At the same time, the Treehouse realizes that kids cannot just sit and talk for 90 minutes. They may play feelings bingo or a musical chairs game that follows a theme geared toward bereavement. On the other hand, she says, "If we feel they just need to play - we let them play."
All in all, the atmosphere lets them move in stark contrast to the way they instinctively proceed in school. Knowingly in the minority, letting others in on their pain is not the norm. "Kidswant to be like everybody else at school so they don't want to show their emotions," she says.
That could possibly be the case in some homes but even if families are open, a similar silence could emerge without outside intervention. "A lot of kids worry about their surviving parent or guardian so often they will not want to talk about it for fear that it will upset the parent," she says.
With that said, the Treehouse helps provide parents the tools they need to move forward with their kids, but the feelings of adults aren't left out either. This gives them one place where they can go, see other young families and realize they aren't the only ones going through this, she says.
In turn, the healing is not simply the shortest distance between two points but a circular journey without endpoints. Not only do you receive help but you give help and that's a wonderful feeling to be able to help another young parent by sharing what has worked for you, she says.

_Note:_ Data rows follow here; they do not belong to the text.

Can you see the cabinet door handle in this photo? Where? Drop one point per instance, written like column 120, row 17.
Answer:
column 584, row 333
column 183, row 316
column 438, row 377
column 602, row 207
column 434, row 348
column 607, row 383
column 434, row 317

In other words, she adds, "It makes you feel more normal in an abnormal situation," and the proof is in the members who return as volunteers to take their turn as group leaders at the Treehouse.
Nonetheless, the children taking part in this process at the Treehouse are much more the exception to the rule. "We're not reaching every kid that this is happening to by any stretch of the imagination," she says. Currently, with only 30 families enrolled in Mt. Kisco - and none from the large immigrant community - she seems sadly right.